Chapter 28 Introduction to ANCOVA
28.1 Introduction
One-way ANOVA allows us to determine whether there are significant differences between the effects of two or more treatments, while two-way ANOVA allows us to combine two factors in a single experiment to explore the main effects of each treatment and their interaction. We can think of ANOVA as a type of statistical model in which the predictor variables are categorical. We have also seen that simple linear regression is used to describe the relationship between two numeric variables; it tells us how the response variable changes in response to the predictor variable.
When described like this, ANOVA and regression do not seem all that different. The only thing that distinguishes them is the type of predictor variable they accommodate. An obvious question is then, what happens if we have a mixture of categorical and numeric predictor variables? In this situation we use Analysis of Co-variance (ANCOVA) to analyse our data. Two-way ANCOVA is used when there are two predictor variables: one categorical variable and one numeric variable.

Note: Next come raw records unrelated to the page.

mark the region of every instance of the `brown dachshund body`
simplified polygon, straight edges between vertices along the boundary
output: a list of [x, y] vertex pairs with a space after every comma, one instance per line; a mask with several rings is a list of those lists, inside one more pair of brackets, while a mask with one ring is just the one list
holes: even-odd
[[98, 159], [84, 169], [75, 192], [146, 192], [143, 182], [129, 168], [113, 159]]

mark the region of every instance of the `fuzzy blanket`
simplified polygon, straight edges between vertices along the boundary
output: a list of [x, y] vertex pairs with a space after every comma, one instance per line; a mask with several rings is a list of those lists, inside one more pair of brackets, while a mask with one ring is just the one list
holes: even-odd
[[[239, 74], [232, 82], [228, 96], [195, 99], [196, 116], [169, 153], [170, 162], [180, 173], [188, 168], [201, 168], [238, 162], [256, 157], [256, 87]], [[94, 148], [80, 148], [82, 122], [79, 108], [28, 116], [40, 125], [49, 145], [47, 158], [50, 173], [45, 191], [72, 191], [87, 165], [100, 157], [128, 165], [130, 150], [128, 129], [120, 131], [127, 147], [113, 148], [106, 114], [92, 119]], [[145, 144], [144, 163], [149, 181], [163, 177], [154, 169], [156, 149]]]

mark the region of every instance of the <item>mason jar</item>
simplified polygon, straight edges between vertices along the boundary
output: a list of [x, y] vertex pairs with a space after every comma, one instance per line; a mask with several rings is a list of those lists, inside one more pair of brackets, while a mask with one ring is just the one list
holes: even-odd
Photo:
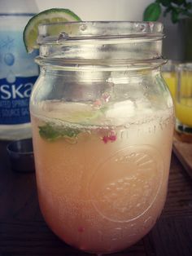
[[164, 207], [174, 114], [162, 38], [151, 22], [39, 27], [30, 101], [39, 204], [51, 230], [81, 250], [130, 246]]

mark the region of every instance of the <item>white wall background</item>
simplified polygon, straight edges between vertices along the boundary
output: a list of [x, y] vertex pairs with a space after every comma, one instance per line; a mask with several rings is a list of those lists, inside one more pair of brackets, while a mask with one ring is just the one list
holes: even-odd
[[[31, 0], [33, 1], [33, 0]], [[36, 0], [39, 11], [59, 7], [73, 11], [83, 20], [142, 20], [152, 0]]]

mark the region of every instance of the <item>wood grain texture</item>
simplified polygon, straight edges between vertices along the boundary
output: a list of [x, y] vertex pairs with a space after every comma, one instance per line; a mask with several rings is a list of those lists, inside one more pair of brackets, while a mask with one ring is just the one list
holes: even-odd
[[[14, 173], [0, 143], [0, 256], [89, 255], [61, 241], [41, 214], [34, 174]], [[112, 256], [191, 256], [192, 179], [172, 154], [168, 192], [151, 232]]]

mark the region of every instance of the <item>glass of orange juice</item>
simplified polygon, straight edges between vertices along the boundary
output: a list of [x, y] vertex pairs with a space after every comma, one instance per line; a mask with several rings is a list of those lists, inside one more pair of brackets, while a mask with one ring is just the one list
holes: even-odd
[[192, 142], [192, 63], [177, 67], [176, 130], [181, 139]]
[[72, 246], [122, 250], [149, 232], [166, 199], [174, 111], [160, 73], [163, 25], [59, 23], [39, 35], [30, 113], [42, 214]]
[[177, 65], [176, 62], [169, 60], [162, 67], [162, 76], [167, 83], [167, 86], [171, 92], [173, 100], [176, 95], [177, 86], [176, 65]]

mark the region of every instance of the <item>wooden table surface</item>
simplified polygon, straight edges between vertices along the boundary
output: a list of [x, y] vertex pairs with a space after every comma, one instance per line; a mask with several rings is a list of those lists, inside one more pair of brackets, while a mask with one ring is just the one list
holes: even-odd
[[[0, 256], [89, 255], [61, 241], [41, 214], [34, 173], [11, 170], [0, 142]], [[172, 153], [164, 210], [151, 232], [116, 256], [192, 256], [192, 179]]]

28.2 Why do we need ANCOVA models?
Let’s consider an example of when an ANCOVA might be useful. Following a period of recovery from overhunting, sea otter (Enhydra lutris) populations in western Alaska began declining in 1990s. A team of marine scientists hypothesised that rising killer whale abundances—leading to greater rates of predation—was driving this change. They set out to evaluate the impact of killer whales on sea otter populations at Plah Island, Alaska, by contrasting sea otter trends between Holdi Lagoon, an area inaccessible to killer whales, and the adjacent Handae Bay, an open coastal environment.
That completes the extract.